The _flushReshardingStateChange command doesn't attempt to join with any earlier running shard version refreshes. It was believed for this to be safe due to shard version refreshes not being possible while the critical section is held. However, it is possible for an earlier _flushReshardingStateChange command that had been interrupted by stepdown to have called CollectionShardingRuntime::setShardVersionRecoverRefreshFuture() and for the RecoverRefreshThread to not yet have finished running the shard version refresh where the RecoverRefreshThread would have called CollectionShardingRuntime::resetShardVersionRecoverRefreshFuture().
This leads the _flushReshardingStateChange command to hit this invariant in CollectionShardingRuntime::setShardVersionRecoverRefreshFuture().

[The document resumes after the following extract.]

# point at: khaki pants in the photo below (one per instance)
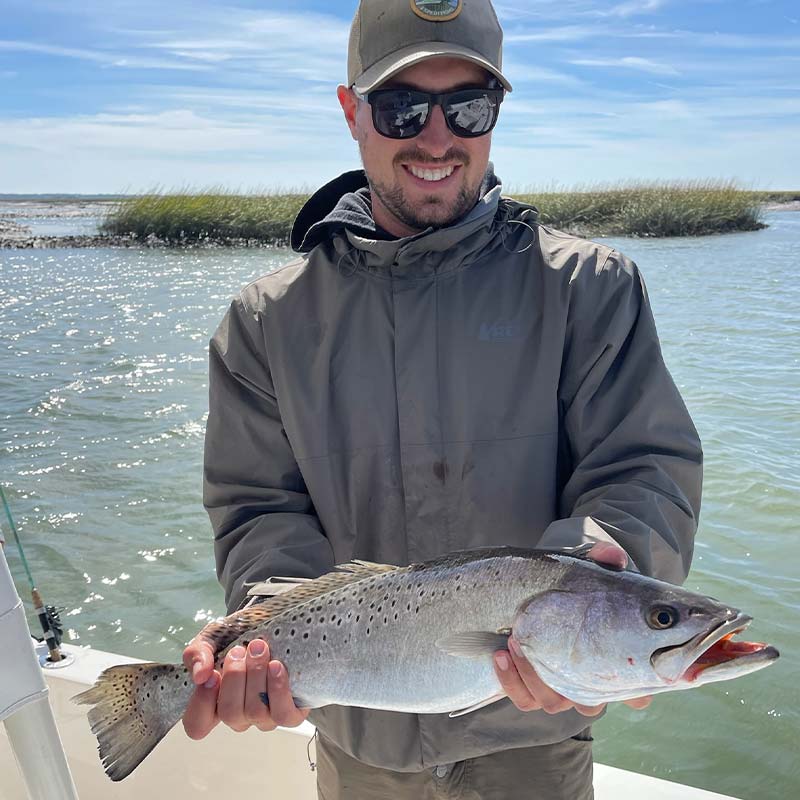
(560, 771)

Proposed solution: Rather than attempting to make the _flushReshardingStateChange command attempt to join with a shard version refresh triggered by any earlier instances of the command, we could instead introduce a new _shardsvrCommitReshardCollection command analogous to the _shardsvrAbortReshardCollection command introduced in
SERVER-56638. The _shardsvrCommitReshardCollection would
- Call _coordinatorHasDecisionPersisted.emplaceValue().

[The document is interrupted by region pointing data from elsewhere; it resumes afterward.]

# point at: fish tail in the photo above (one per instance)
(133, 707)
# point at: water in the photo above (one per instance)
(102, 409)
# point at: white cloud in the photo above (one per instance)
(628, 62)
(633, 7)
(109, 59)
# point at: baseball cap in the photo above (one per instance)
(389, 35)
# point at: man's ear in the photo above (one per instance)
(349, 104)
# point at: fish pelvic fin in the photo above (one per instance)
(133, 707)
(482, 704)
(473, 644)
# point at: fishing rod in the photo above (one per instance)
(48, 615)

- Wait on DonorStateMachine::getCompletionFuture() and RecipientStateMachine::getCompletionFuture().
- Wait for the latest optime to become majority-committed.
With the proposed _shardsvrCommitReshardCollection command, DonorStateMachine and RecipientStateMachine would additionally need to be changed to call CollectionShardingRuntime::clearFilteringMetadata() prior to releasing the critical section. This is needed to guarantee that a stale mongos cannot get a response of "no documents" after the donor shard has dropped the original collection and would instead be told to refresh its shard version. DonorStateMachine and RecipientStateMachine should additionally call onShardVersionMismatch() after releasing the critical section to eagerly refresh their shard version and learn of the new collection epoch before the first operation for the namespace being resharded comes in.